ALung Technologies announced that the Food and Drug Administration (FDA) has granted the Company Emergency Use Authorization (EUA) designation to the Hemolung® Respiratory Assist System (RAS) for the treatment of Coronavirus Disease 2019 (COVID-19) patients.

ALung Technologies has treated numerous COVID-19 patients in the U.S. under existing FDA Emergency Use Provisions, and in the European Union, where the Company is approved having been granted their CE Mark in 2013.

The Hemolung® RAS is currently being used in the FDA approved VENT-AVOID trial for the study of ECCO₂R in the treatment of Acute Exacerbation of Chronic Obstructive Pulmonary Disease (AE-COPD).
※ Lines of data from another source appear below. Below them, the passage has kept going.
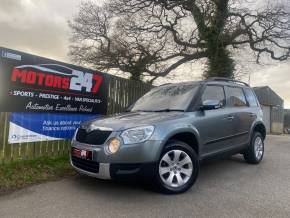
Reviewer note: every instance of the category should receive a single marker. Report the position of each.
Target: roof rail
(226, 80)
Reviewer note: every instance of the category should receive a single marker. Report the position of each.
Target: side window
(236, 97)
(214, 93)
(251, 98)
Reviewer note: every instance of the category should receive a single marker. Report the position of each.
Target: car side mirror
(211, 105)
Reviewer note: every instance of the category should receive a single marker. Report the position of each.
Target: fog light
(113, 145)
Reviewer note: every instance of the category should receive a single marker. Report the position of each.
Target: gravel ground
(225, 188)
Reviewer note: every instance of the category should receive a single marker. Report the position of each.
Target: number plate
(80, 153)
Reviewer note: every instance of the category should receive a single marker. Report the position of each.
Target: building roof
(267, 96)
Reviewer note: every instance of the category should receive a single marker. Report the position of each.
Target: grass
(22, 173)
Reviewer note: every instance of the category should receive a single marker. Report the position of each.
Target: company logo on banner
(31, 127)
(49, 99)
(35, 84)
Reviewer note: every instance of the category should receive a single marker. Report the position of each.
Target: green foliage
(21, 173)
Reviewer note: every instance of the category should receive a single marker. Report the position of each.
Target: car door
(214, 126)
(242, 116)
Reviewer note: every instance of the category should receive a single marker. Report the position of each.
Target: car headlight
(75, 134)
(113, 145)
(137, 135)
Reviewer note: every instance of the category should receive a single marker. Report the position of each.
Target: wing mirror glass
(211, 105)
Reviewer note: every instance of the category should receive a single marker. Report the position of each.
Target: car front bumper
(136, 159)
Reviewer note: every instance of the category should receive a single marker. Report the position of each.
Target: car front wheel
(255, 152)
(177, 168)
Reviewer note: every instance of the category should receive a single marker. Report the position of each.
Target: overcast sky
(40, 27)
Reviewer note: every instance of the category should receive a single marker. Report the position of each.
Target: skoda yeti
(170, 130)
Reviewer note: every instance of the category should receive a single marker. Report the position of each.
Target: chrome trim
(104, 171)
(92, 127)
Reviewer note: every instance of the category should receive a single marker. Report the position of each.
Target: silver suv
(170, 130)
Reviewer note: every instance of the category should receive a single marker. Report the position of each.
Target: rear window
(251, 98)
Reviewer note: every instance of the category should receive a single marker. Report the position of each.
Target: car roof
(213, 81)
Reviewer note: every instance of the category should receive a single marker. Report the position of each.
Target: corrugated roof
(267, 96)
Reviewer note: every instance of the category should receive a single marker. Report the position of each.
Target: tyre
(255, 151)
(177, 168)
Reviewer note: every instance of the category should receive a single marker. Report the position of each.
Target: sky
(41, 27)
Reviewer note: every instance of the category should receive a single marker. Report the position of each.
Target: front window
(167, 98)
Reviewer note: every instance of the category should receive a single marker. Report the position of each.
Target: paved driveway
(225, 188)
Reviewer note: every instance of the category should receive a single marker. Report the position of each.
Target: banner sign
(33, 127)
(30, 83)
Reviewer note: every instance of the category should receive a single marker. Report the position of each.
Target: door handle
(230, 117)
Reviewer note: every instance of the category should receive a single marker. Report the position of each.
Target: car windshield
(167, 98)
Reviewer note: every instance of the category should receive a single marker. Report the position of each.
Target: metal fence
(121, 94)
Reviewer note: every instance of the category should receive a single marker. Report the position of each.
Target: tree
(210, 29)
(100, 39)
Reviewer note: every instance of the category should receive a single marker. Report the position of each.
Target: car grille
(95, 137)
(87, 165)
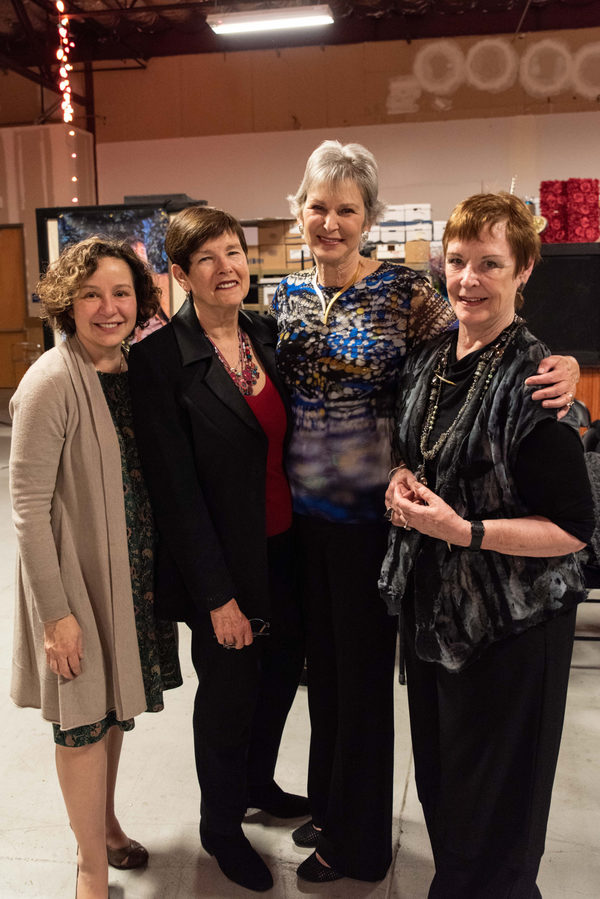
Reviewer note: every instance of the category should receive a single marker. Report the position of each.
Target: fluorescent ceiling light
(270, 19)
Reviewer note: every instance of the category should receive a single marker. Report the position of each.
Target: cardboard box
(255, 260)
(394, 214)
(271, 232)
(266, 290)
(298, 253)
(292, 234)
(416, 251)
(251, 235)
(390, 251)
(438, 230)
(274, 258)
(418, 212)
(421, 231)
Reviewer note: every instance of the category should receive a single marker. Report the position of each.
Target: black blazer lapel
(195, 348)
(264, 341)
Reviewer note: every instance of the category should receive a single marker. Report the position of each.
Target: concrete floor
(158, 795)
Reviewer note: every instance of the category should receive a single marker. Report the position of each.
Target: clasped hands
(232, 629)
(415, 506)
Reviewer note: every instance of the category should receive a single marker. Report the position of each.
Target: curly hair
(58, 287)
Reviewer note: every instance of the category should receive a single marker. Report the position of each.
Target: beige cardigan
(67, 494)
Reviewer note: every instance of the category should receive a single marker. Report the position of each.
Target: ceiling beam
(6, 62)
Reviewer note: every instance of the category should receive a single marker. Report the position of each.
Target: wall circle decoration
(439, 67)
(586, 71)
(491, 65)
(546, 68)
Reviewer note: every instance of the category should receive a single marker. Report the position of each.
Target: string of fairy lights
(66, 44)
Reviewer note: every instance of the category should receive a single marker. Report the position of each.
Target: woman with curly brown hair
(87, 651)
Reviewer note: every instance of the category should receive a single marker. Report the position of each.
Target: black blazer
(204, 458)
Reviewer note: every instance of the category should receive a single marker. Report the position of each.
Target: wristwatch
(477, 532)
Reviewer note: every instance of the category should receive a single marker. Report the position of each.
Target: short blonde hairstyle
(332, 163)
(58, 287)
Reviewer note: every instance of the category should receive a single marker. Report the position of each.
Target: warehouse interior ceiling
(138, 30)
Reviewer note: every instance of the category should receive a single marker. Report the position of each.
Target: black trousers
(350, 656)
(486, 744)
(243, 699)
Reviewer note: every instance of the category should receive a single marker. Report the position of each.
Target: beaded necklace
(487, 367)
(248, 373)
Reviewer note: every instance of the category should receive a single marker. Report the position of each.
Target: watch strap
(477, 532)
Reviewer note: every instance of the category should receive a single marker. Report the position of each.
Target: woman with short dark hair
(212, 422)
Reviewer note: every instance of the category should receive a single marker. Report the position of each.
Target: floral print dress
(157, 640)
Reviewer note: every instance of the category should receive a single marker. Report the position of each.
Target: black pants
(486, 744)
(243, 699)
(350, 655)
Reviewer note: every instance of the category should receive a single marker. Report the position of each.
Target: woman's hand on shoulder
(232, 628)
(63, 644)
(556, 380)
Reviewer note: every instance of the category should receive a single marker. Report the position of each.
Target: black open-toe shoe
(312, 870)
(306, 835)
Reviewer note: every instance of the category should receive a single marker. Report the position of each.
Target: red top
(269, 410)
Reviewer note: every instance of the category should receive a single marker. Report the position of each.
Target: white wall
(36, 168)
(250, 174)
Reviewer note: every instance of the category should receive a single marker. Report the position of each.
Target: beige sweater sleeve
(39, 410)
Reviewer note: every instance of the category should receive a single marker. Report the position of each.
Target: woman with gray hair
(344, 328)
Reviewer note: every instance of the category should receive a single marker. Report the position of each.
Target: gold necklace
(337, 294)
(485, 370)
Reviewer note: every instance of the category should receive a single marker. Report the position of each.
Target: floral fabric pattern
(341, 376)
(157, 640)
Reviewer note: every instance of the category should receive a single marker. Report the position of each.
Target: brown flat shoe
(134, 855)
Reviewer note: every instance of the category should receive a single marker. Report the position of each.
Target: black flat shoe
(306, 835)
(277, 802)
(313, 871)
(238, 860)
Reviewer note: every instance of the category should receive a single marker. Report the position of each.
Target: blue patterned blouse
(342, 377)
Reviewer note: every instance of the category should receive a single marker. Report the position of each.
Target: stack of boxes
(275, 247)
(407, 234)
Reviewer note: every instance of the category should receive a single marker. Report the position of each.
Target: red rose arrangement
(583, 222)
(553, 206)
(571, 208)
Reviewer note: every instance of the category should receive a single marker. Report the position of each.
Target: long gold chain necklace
(493, 354)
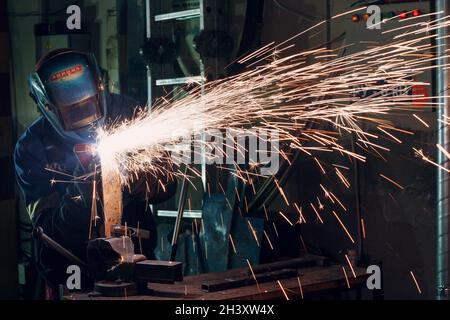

In addition, the Hemolung RAS and ECCO₂R have been studied for the treatment of moderate to severe Acute Respiratory Distress Syndrome (ARDS) in the just concluded UK REST trial, which enrolled 412 patients.

A public health emergency related to COVID-19 was declared by the Secretary of Health and Human Services (HHS) on February 4, 2020. The FDA has issued a EUA for the Hemolung RAS to treat lung failure caused by COVID-19. As indicated in the FDA’s EUA letter to ALung, the Hemolung RAS is not FDA-cleared or approved, and there are no FDA-approved or cleared device treatments for lung failure caused by COVID-19. ALung submitted and the FDA reviewed in vitro and in vivo information in support of ALung’s ongoing U.S. VENT-AVOID clinical trial for the Hemolung RAS as well as additional information about the clinical use of the Hemolung RAS outside the U.S., and additional biocompatibility, cytotoxicity, and performance testing.

Based on the information submitted, the FDA stated that it believes the Hemolung RAS has the potential to treat lung failure as an adjunct to noninvasive or invasive mechanical ventilation, to reduce hypercapnia and hypercapnic acidosis due to COVID-19, and/or to maintain normalized levels of partial pressure of carbon dioxide(PCO₂) and pH in patients suffering from acute, reversible respiratory failure due to COVID-19 for whom ventilation of CO₂ cannot be adequately, safely, or tolerably achieved and, in turn, may provide clinical benefit, and that there is no adequate, approved and available alternative to the emergency use of the Hemolung RAS to treat lung failure caused by COVID-19.

“We are pleased with the FDA’s recognition that the Hemolung may be beneficial in the treatment of COVID-19 by removal of CO₂ directly from the blood during extracorporeal therapy,” said Mr. Peter M. DeComo, Chairman and CEO of ALung Technologies.

Mr. DeComo further stated, “With published mortality rates as high as 90% for patients receiving invasive mechanical ventilation (IMV), we believe that the Hemolung can be a valuable tool for physicians to be used in conjunction with IMV, by reducing or eliminating the potential of further lung damage caused by high ventilator driving pressures, often referred to as Ventilator Induced Lung Injury (VILI). Many of the academic medical centers involved with our clinical trial have already requested the use of the Hemolung RAS for treatment of their COVID-19 patients.”